12. EPA documented  21 inorganic and organic carcinogenic pollutants in sludge proposed for
regulation but were ignored in the 1993 part 503 sludge rules.  Five of the admitted twenty-one
carcinogens in sludge are carcinogenic when inhaled in dust --
Arsenic, Beryllium, Cadmium,
Chromium IV and Nickel.
http://deadlydeceit.com/1989_503_cancer_list.html

13. In 1973, USDA’s John Walker reported to  EPA’s R.B. Smith and J. E. Smith Jr. that the pH of
limed sludge dropped within 30 days and they found Salmonella even at the highest lime levels.

14. In 1982,
EPA’s Mark Meckes, found antibiotic resistant genes were being transferred
between  bacteria in wastewater treatment plants and released to the environment in sludge and
recycled water. They are picked up by drinking water treatment plants.

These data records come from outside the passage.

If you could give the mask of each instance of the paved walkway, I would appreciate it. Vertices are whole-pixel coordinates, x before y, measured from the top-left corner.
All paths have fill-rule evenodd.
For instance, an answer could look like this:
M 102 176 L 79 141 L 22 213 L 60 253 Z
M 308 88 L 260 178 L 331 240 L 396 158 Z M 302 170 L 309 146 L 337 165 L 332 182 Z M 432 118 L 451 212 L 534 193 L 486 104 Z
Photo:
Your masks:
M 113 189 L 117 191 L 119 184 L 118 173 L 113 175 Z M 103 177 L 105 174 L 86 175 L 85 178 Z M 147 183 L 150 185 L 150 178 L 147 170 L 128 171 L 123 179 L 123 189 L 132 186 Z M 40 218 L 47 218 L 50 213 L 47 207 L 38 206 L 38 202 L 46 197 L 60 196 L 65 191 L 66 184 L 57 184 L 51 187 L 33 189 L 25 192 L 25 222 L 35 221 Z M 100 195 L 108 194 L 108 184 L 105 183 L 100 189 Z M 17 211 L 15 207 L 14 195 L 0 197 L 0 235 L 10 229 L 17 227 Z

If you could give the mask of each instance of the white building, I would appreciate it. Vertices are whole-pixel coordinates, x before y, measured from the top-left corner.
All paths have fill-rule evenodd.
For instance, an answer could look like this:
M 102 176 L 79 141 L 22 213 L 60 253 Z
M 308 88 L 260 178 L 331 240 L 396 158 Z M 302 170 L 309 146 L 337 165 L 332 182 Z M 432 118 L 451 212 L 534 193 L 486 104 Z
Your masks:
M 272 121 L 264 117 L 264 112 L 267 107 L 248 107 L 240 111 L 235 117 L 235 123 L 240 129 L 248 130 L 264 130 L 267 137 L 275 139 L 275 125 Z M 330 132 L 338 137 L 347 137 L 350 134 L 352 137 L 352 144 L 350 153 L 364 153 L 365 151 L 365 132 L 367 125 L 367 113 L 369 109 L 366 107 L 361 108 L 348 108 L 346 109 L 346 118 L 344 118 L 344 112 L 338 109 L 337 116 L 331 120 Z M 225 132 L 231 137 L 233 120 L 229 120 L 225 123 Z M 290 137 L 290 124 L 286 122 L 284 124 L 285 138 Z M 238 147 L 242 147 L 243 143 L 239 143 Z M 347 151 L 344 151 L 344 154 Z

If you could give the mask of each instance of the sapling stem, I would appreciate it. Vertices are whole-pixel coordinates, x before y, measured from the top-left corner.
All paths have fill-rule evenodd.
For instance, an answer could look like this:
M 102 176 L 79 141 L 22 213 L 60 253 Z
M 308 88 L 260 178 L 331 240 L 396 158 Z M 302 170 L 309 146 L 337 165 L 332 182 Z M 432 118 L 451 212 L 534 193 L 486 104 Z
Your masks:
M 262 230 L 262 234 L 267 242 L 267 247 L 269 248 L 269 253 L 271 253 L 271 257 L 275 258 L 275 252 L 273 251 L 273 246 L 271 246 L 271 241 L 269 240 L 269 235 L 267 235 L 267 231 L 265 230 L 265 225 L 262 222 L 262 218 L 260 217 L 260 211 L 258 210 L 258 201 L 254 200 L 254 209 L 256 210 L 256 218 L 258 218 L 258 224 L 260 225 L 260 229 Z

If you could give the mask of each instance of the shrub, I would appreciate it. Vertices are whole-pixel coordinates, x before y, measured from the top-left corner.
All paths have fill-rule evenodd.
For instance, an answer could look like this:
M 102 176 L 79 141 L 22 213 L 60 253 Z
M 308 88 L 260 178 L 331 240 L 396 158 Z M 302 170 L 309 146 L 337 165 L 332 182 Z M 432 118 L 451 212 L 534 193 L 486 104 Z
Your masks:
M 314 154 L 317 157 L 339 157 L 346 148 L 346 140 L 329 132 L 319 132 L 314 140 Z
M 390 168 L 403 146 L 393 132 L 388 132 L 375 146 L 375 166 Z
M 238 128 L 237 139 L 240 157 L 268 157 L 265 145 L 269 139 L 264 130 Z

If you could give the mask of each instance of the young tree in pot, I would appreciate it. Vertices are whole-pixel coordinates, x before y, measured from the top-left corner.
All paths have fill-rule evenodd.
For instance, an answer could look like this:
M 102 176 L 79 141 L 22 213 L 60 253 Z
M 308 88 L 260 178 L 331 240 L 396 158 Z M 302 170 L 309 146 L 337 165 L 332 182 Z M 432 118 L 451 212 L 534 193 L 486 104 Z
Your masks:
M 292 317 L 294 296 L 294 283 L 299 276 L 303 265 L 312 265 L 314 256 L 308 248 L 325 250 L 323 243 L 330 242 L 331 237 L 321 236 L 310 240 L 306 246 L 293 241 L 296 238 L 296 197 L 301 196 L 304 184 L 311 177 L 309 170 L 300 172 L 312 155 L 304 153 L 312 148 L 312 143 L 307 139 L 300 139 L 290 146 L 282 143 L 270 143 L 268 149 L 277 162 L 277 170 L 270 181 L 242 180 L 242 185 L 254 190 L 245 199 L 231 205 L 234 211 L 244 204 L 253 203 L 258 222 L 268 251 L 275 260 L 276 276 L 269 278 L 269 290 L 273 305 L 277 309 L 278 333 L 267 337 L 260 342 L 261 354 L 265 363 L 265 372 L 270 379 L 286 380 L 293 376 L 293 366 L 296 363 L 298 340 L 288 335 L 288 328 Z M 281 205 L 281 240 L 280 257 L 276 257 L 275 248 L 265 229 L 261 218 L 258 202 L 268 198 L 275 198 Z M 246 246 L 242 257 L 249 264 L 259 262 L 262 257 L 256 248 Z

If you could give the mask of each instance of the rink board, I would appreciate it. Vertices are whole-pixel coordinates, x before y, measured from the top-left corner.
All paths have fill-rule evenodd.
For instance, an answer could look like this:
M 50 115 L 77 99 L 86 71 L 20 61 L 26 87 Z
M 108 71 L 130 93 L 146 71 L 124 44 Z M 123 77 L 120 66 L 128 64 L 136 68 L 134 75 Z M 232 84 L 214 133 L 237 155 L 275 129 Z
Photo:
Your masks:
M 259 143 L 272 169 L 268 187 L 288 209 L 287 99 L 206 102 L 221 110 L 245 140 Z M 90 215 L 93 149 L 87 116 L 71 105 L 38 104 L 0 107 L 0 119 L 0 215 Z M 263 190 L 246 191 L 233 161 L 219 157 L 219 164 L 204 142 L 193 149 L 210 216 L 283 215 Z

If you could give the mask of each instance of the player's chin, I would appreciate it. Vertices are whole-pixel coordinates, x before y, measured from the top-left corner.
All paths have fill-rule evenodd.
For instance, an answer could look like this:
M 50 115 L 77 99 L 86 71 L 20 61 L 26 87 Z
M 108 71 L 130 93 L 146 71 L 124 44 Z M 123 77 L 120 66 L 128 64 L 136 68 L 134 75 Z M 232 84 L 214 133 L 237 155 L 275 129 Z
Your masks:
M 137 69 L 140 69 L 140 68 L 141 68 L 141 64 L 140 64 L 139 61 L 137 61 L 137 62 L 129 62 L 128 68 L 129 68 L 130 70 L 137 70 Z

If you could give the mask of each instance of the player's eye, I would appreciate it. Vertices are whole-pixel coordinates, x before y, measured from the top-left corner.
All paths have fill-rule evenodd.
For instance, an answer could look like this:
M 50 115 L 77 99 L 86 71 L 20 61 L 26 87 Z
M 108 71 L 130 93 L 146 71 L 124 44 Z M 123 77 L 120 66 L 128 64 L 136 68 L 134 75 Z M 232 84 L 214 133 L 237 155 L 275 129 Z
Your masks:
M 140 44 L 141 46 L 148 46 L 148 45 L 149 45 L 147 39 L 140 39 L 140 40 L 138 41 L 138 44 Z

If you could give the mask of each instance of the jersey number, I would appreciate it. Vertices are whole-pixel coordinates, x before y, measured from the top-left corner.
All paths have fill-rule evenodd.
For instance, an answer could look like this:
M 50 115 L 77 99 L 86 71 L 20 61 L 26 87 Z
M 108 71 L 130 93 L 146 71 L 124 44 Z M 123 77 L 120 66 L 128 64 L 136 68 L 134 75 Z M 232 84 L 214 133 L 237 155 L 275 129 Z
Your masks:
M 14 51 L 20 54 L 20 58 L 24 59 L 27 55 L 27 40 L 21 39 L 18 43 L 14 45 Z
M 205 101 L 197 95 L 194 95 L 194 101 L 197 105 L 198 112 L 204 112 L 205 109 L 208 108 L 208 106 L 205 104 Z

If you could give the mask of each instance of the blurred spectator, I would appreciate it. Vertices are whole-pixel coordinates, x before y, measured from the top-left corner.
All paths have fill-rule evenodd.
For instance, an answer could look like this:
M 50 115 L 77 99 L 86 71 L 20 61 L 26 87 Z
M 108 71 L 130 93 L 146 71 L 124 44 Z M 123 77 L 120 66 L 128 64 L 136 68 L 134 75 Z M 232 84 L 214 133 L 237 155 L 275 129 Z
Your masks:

Other studies have also
confirmed his findings.

15. The result has been an
explosion of foodborne illnesses as documented by EPA and CDC
between 1986 and 1999. EPA documented 2 million cases of foodborne illness in 1986, while
CDC, Public Health Service and GAO estimated foodborne illnesses increased to over 76,
million cases by 1999. Today, CDC focuses on E. coli 0157 which was not a factor when the
sludge disposal program was created in 1981.